Ma Causin ha torto nel merito, perché l’argomentazione del ministro è giuridicamente a prova di bomba. Leggiamola per esteso: «come confermato dal Presidente del Consiglio dei ministri, la procedura di cui all’articolo 165 consente di superare solo la carenza di consenso sulla localizzazione dell’opera, ossia sull’individuazione di quello che dovrà essere il corridoio lungo il quale sviluppare il tracciato dell’arteria autostradale, ma non può superare la carenza di quello che è richiesto da norme attuative dello statuto speciale». Traduzione: noi da Roma possiamo influire sul “dove”, non sul “se”. Trento, grazie ai poteri speciali del suo statuto di Provincia autonoma, può fermare anche il governo. Così vuole la Costituzione. E la Costituzione è superiore al potere esecutivo e a qualsiasi legge ordinaria. Di qui non si scappa. E non si passa.

Perciò, per infilzarlo a dovere, Causin dovrebbe piuttosto accusare Del Rio (che non ha per niente gradito, additando Lupi come il “mandante” dietro le quinte) di aver sostenuto una tesi falsa o inesatta sul piano giuridico. Ma questo non può dirlo, per il semplice fatto che il ministro ha detto il vero. Il problema ora è il tempo, e il tempo è denaro. Il governo è da mesi preso tra due fuochi: da una parte il fronte del sì, composto dalla società concessionaria (enti locali, Intesa Sanpaolo, Astaldi), dalla Regione Veneto e da Confindustria Veneto; dall’altra dal fronte contrario, cioè la Provincia di Trento (amministrata dal centrosinistra) e i Comuni trentini interessati. La proroga della concessione al 31 dicembre 2026, concordata nel 2009 con la Commissione europa, si regge solo se entro il 30 giugno prossimo sarà approvato il progetto definitivo della Valdastico Nord (costo: 1 miliardo di euro), altrimenti tornerà in vita l’originaria scadenza del 30 giugno 2013, già in proroga, ed entro sei mesi dovrà essere concordata la decadenza formale della concessione e pagato al concessionario quanto investito in questi anni e non ammortizzato (1,2 miliardi di euro per la Valdastico Sud, che a quel punto non sarebbe più remunerativa). Nei giorni scorsi il concessionario ha presentato al Tar Lazio un ricorso per dichiarare il governo inadempiente rispetto alla procedura “articolo 165”, chiedendo già l’immediato risarcimento dei danni. E’ la bella eredità lasciata dal “sistema Incalza”.

Delrio, in ogni caso, deve fare in fretta e decidere il da farsi. Ma non gli si può rinfacciare di dire baggianate.

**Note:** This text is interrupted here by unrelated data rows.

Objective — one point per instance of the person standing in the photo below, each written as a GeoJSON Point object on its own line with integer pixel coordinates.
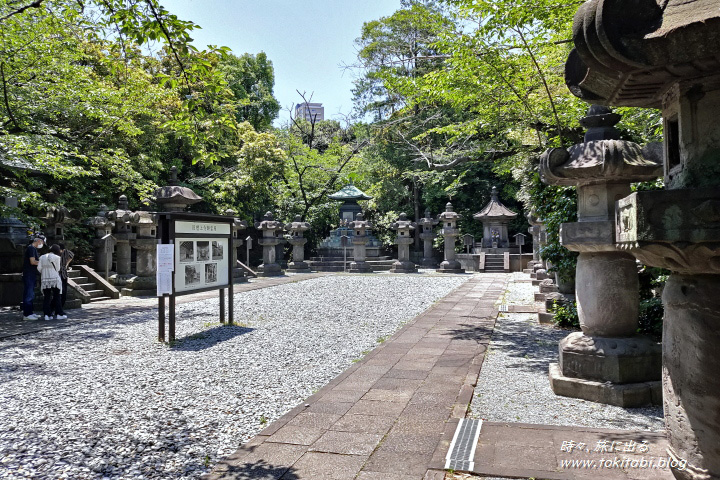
{"type": "Point", "coordinates": [50, 282]}
{"type": "Point", "coordinates": [66, 257]}
{"type": "Point", "coordinates": [30, 262]}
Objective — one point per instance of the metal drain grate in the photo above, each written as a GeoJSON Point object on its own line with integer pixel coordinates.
{"type": "Point", "coordinates": [462, 448]}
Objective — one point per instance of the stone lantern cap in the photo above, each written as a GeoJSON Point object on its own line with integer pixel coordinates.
{"type": "Point", "coordinates": [297, 225]}
{"type": "Point", "coordinates": [175, 197]}
{"type": "Point", "coordinates": [494, 210]}
{"type": "Point", "coordinates": [349, 192]}
{"type": "Point", "coordinates": [629, 53]}
{"type": "Point", "coordinates": [449, 215]}
{"type": "Point", "coordinates": [360, 223]}
{"type": "Point", "coordinates": [269, 223]}
{"type": "Point", "coordinates": [608, 160]}
{"type": "Point", "coordinates": [402, 223]}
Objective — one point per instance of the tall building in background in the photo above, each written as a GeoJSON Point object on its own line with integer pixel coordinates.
{"type": "Point", "coordinates": [310, 111]}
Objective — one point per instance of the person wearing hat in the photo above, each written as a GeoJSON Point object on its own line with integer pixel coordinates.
{"type": "Point", "coordinates": [30, 263]}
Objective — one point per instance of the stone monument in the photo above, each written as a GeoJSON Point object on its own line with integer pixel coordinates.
{"type": "Point", "coordinates": [404, 239]}
{"type": "Point", "coordinates": [427, 235]}
{"type": "Point", "coordinates": [271, 236]}
{"type": "Point", "coordinates": [297, 239]}
{"type": "Point", "coordinates": [607, 362]}
{"type": "Point", "coordinates": [664, 55]}
{"type": "Point", "coordinates": [360, 228]}
{"type": "Point", "coordinates": [448, 221]}
{"type": "Point", "coordinates": [495, 218]}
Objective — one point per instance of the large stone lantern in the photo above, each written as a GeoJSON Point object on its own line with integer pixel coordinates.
{"type": "Point", "coordinates": [271, 237]}
{"type": "Point", "coordinates": [427, 235]}
{"type": "Point", "coordinates": [238, 225]}
{"type": "Point", "coordinates": [607, 362]}
{"type": "Point", "coordinates": [495, 218]}
{"type": "Point", "coordinates": [448, 222]}
{"type": "Point", "coordinates": [664, 55]}
{"type": "Point", "coordinates": [145, 245]}
{"type": "Point", "coordinates": [297, 239]}
{"type": "Point", "coordinates": [123, 234]}
{"type": "Point", "coordinates": [361, 229]}
{"type": "Point", "coordinates": [404, 228]}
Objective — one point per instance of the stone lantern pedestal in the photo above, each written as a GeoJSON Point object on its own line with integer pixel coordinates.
{"type": "Point", "coordinates": [271, 231]}
{"type": "Point", "coordinates": [297, 239]}
{"type": "Point", "coordinates": [360, 228]}
{"type": "Point", "coordinates": [427, 235]}
{"type": "Point", "coordinates": [404, 239]}
{"type": "Point", "coordinates": [607, 362]}
{"type": "Point", "coordinates": [448, 221]}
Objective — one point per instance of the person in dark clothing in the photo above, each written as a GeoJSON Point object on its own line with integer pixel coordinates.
{"type": "Point", "coordinates": [66, 257]}
{"type": "Point", "coordinates": [30, 262]}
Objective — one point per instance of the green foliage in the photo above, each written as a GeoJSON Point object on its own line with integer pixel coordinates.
{"type": "Point", "coordinates": [566, 315]}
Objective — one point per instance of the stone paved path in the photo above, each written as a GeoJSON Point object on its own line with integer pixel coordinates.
{"type": "Point", "coordinates": [390, 416]}
{"type": "Point", "coordinates": [11, 322]}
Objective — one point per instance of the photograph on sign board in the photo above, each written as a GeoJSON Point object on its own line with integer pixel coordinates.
{"type": "Point", "coordinates": [192, 275]}
{"type": "Point", "coordinates": [203, 251]}
{"type": "Point", "coordinates": [217, 250]}
{"type": "Point", "coordinates": [211, 273]}
{"type": "Point", "coordinates": [187, 252]}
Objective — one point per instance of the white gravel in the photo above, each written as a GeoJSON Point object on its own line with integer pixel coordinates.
{"type": "Point", "coordinates": [514, 386]}
{"type": "Point", "coordinates": [105, 400]}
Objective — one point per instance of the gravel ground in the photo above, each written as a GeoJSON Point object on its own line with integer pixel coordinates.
{"type": "Point", "coordinates": [108, 401]}
{"type": "Point", "coordinates": [514, 386]}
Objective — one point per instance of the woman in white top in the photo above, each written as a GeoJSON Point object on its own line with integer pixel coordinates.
{"type": "Point", "coordinates": [51, 283]}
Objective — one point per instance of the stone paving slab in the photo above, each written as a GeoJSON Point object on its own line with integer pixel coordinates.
{"type": "Point", "coordinates": [391, 415]}
{"type": "Point", "coordinates": [11, 322]}
{"type": "Point", "coordinates": [519, 450]}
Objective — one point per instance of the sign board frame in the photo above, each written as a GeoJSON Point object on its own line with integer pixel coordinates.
{"type": "Point", "coordinates": [202, 254]}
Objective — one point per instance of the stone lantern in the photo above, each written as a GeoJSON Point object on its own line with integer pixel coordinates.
{"type": "Point", "coordinates": [404, 229]}
{"type": "Point", "coordinates": [448, 222]}
{"type": "Point", "coordinates": [238, 273]}
{"type": "Point", "coordinates": [123, 234]}
{"type": "Point", "coordinates": [495, 218]}
{"type": "Point", "coordinates": [103, 244]}
{"type": "Point", "coordinates": [361, 229]}
{"type": "Point", "coordinates": [664, 55]}
{"type": "Point", "coordinates": [271, 237]}
{"type": "Point", "coordinates": [297, 239]}
{"type": "Point", "coordinates": [606, 362]}
{"type": "Point", "coordinates": [427, 235]}
{"type": "Point", "coordinates": [145, 245]}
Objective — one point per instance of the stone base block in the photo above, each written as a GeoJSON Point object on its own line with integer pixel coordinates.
{"type": "Point", "coordinates": [360, 267]}
{"type": "Point", "coordinates": [628, 395]}
{"type": "Point", "coordinates": [634, 359]}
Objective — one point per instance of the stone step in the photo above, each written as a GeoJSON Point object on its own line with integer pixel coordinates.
{"type": "Point", "coordinates": [100, 299]}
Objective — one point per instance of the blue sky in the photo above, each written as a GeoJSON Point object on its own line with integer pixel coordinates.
{"type": "Point", "coordinates": [307, 41]}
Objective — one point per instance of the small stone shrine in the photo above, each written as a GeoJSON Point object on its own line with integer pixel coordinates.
{"type": "Point", "coordinates": [361, 229]}
{"type": "Point", "coordinates": [297, 239]}
{"type": "Point", "coordinates": [123, 234]}
{"type": "Point", "coordinates": [427, 235]}
{"type": "Point", "coordinates": [448, 221]}
{"type": "Point", "coordinates": [495, 218]}
{"type": "Point", "coordinates": [404, 228]}
{"type": "Point", "coordinates": [271, 237]}
{"type": "Point", "coordinates": [664, 55]}
{"type": "Point", "coordinates": [607, 362]}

Semmai, di accorgersi solo ora (è stato fino a poco tempo fa il Sottosegretario alla Presidenza del Consiglio, il numero 2 di Palazzo Chigi) che l’intera impalcatura della Valdastico è stata costruita sulle sabbie mobili. Perché, per essere sicuri di tagliare il nastro, c’era bisogno di cambiare la suprema Carta trasformando il Trentino in una Provincia come tutte le altre. Vasto programma, vero superficialoni veneti?